Quedan menos de 80 días para la gran batalla electoral del año, las municipales, donde la competencia entre los dos grandes partidos no se va a dilucidar a partir de sus méritos respectivos, sino por la animadversión hacia las potenciales “compañías necesarias”.
Así que abandonemos toda esperanza quienes todavía confiamos en una presentación más o menos racional de las propuestas electorales del PSOE y del PP, porque lo que acabará quedando en la retina del ciudadano común será el choque entre los odios respectivos y las pasiones negativas por encima de las consideraciones racionales.

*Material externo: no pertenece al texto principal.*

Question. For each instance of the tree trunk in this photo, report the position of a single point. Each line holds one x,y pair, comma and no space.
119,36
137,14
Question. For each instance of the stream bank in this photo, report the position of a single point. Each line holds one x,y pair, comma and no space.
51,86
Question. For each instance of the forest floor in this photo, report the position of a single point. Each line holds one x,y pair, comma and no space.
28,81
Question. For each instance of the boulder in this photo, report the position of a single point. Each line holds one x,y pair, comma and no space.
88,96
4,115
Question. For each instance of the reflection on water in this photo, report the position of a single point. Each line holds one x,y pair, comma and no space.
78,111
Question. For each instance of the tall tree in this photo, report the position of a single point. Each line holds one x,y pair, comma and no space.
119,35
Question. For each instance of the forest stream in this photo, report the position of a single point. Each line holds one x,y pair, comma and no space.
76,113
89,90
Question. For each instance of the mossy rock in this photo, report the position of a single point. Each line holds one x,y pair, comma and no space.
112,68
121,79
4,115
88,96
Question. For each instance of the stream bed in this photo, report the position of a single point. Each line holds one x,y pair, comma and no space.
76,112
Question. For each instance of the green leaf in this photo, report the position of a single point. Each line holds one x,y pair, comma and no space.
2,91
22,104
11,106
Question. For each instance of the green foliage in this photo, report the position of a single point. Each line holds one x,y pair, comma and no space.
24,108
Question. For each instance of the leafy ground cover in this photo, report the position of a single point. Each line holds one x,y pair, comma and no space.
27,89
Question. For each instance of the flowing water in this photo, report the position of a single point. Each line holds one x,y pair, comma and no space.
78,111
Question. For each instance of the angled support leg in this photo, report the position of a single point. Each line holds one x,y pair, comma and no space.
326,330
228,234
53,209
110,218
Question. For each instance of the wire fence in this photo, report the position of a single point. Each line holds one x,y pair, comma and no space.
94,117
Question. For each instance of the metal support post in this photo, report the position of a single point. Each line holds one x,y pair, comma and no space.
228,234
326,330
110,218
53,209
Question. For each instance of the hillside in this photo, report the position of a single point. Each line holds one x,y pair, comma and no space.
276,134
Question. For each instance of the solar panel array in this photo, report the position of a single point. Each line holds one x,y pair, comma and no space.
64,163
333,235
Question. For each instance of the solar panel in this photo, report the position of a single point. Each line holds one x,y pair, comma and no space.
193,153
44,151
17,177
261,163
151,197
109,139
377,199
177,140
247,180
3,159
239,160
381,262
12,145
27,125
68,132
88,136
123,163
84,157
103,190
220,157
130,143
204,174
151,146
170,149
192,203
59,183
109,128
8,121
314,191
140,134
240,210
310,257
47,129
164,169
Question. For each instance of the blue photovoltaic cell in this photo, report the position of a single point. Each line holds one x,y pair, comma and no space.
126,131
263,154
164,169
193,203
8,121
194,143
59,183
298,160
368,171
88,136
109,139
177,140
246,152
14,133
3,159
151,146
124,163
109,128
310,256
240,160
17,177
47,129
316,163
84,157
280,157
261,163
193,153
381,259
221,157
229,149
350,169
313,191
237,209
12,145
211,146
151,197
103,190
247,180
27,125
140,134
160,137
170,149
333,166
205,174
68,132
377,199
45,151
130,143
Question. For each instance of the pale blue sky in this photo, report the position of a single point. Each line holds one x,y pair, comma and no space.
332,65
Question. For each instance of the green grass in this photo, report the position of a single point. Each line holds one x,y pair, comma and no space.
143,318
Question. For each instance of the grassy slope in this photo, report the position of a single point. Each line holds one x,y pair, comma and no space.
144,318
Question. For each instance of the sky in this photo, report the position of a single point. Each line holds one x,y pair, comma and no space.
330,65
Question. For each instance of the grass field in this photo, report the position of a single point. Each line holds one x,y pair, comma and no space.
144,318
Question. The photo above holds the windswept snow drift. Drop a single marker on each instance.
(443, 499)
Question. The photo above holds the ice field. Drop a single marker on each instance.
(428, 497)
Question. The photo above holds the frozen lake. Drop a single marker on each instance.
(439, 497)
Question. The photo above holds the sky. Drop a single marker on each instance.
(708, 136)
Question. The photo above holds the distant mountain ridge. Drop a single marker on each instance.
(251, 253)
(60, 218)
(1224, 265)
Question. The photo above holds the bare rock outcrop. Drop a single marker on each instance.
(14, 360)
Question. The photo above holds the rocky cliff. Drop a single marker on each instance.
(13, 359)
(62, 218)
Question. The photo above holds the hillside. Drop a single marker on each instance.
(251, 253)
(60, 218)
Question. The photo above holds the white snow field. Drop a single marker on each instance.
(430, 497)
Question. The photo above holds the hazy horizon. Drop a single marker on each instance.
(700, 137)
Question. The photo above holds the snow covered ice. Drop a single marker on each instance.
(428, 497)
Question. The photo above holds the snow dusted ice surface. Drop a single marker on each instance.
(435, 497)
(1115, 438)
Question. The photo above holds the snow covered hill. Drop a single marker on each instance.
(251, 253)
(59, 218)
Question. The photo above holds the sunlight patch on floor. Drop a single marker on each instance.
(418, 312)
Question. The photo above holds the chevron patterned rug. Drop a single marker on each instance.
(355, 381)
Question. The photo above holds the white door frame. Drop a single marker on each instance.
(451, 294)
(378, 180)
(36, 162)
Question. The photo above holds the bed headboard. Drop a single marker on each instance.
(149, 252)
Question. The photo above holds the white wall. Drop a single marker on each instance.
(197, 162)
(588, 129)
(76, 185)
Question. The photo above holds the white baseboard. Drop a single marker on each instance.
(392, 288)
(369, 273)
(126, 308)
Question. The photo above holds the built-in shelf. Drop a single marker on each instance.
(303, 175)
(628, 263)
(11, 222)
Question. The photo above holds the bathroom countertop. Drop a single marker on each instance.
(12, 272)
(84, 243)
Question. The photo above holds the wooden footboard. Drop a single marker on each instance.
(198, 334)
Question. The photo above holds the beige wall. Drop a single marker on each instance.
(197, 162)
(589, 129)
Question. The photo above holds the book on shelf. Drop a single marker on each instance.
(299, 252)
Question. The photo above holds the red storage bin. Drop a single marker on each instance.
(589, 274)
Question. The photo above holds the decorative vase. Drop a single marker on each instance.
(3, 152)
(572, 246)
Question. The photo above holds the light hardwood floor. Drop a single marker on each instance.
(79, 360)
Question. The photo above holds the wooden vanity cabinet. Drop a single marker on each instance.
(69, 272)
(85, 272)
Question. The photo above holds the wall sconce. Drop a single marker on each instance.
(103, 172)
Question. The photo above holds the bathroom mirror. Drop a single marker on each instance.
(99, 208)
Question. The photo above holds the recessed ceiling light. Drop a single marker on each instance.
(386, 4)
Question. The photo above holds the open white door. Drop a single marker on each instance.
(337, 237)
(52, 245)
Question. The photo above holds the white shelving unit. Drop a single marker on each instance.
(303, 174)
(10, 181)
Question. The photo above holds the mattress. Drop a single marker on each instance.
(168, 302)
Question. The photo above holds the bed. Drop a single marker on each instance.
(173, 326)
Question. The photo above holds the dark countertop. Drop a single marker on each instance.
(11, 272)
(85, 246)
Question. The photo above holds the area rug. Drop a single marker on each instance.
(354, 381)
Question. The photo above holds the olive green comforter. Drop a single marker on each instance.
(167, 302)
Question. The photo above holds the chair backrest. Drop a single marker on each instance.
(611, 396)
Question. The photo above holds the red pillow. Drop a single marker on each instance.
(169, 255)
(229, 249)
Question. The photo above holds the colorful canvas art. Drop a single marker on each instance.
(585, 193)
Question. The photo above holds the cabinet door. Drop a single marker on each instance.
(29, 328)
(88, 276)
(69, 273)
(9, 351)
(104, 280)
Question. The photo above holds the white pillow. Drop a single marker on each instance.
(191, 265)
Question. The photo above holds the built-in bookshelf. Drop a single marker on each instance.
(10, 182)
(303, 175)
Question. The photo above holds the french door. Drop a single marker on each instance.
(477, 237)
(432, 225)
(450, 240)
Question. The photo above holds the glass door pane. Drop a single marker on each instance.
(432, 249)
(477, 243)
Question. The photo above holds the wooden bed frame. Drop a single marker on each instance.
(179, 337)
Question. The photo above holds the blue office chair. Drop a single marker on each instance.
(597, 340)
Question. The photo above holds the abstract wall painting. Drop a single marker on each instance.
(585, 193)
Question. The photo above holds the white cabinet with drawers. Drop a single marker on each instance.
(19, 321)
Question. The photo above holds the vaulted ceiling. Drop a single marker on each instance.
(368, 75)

Y es que el vigor de los populismos se manifiesta en su capacidad para contaminar todo el discurso político y convertir el enfrentamiento existencial entre el nosotros y ellos en el principal punto de referencia para la autoubicación política. Sin embargo, los ciudadanos queremos soluciones a los problemas concretos, no hablar sobre la intrínseca maldad del adversario.
Pero no será así, porque los extremos marcarán la agenda de la campaña. O no, y eso dependerá del grado de autoestima que aún les quede a los dos grandes partidos. Tengo claro que después del 28-M, PSOE y PP pactarán con quien se preste a ello. La cuestión es qué están dispuestos a asumir respecto de sus extremos más díscolos durante la campaña electoral. Unos con Podemos y los otros con Vox.
Porque este Gobierno que asegura no querer romper su coalición al mismo tiempo no cesa de lavar los trapos sucios a los ojos de cualquiera, incluidos sus posibles votantes. Así ha ocurrido la víspera del 8-M con la votación de la reforma de la ley de “solo si es si”. Aprobada por el Congreso -231 votos a favor, 56 en contra y 58 abstenciones- con el respaldo de la derecha (PP y Cs) y el rechazo de Unidas Podemos.
Pero detrás de esta discrepancia dentro del propio Gobierno de coalición, late una clara disputa por la hegemonía, que en este sistema de partidos entra en combustión por la próxima disputa electoral. A esta diputa se superpone otra fuente de conflicto político como son las posturas de las distintas corrientes feministas, cada una con la creencia de ser la versión verdadera y la única intérprete cualificada para representar al feminismo.
Solamente así es comprensible la tozudez de Podemos y sus aliados por negarse a ajustar la susodicha ley a los criterios de la racionalidad del derecho. El PSOE se ha inclinado al final por la solución pragmática, y esto le permite asumir de forma implícita el rol de feminismo “responsable”. Tampoco le viene mal que su aprobación de la reforma pase con el voto de la derecha, pues es la mejor manera de exhibir sus líneas rojas con respecto a sus socios.
Y a Podemos le viene de perlas porque puede presumir de encarnar la verdadera izquierda feminista. Al final a uno siempre le queda la duda de si más que una disputa en torno a visiones feministas no estamos en realidad ante el más clásico juego de los intereses electorales de partido. Creo que el feminismo no se merece esto.
A diario se achacan o se insinúan el PSOE y Podemos defectos tremendos esperando que los ciudadanos nos sintamos atraídos por semejante teatrillo. No se dan cuenta de que corren el peligro de minar nuestra confianza, porque la discreción es un valor y su obligación debería ser mostrar a los ciudadanos que hay un trabajo común, sin personalismos. Pero no hay remedio, siguen igual y con los mismos conflictos.
Así que, los logros de este primer Gobierno de coalición pueden quedar sepultados por el empeño de sus miembros en resaltar las discrepancias, haciéndonos creer que son insalvables y conducen a un divorcio seguro. Desde un punto de vista adulto, no se acaba de entender. O son tan insensatos como para que no les importe arruinar la cosecha o tan malos calculadores que creen que sobrevivirán por sí solos. Mal vamos, porque lo que viene a continuación es el desencanto.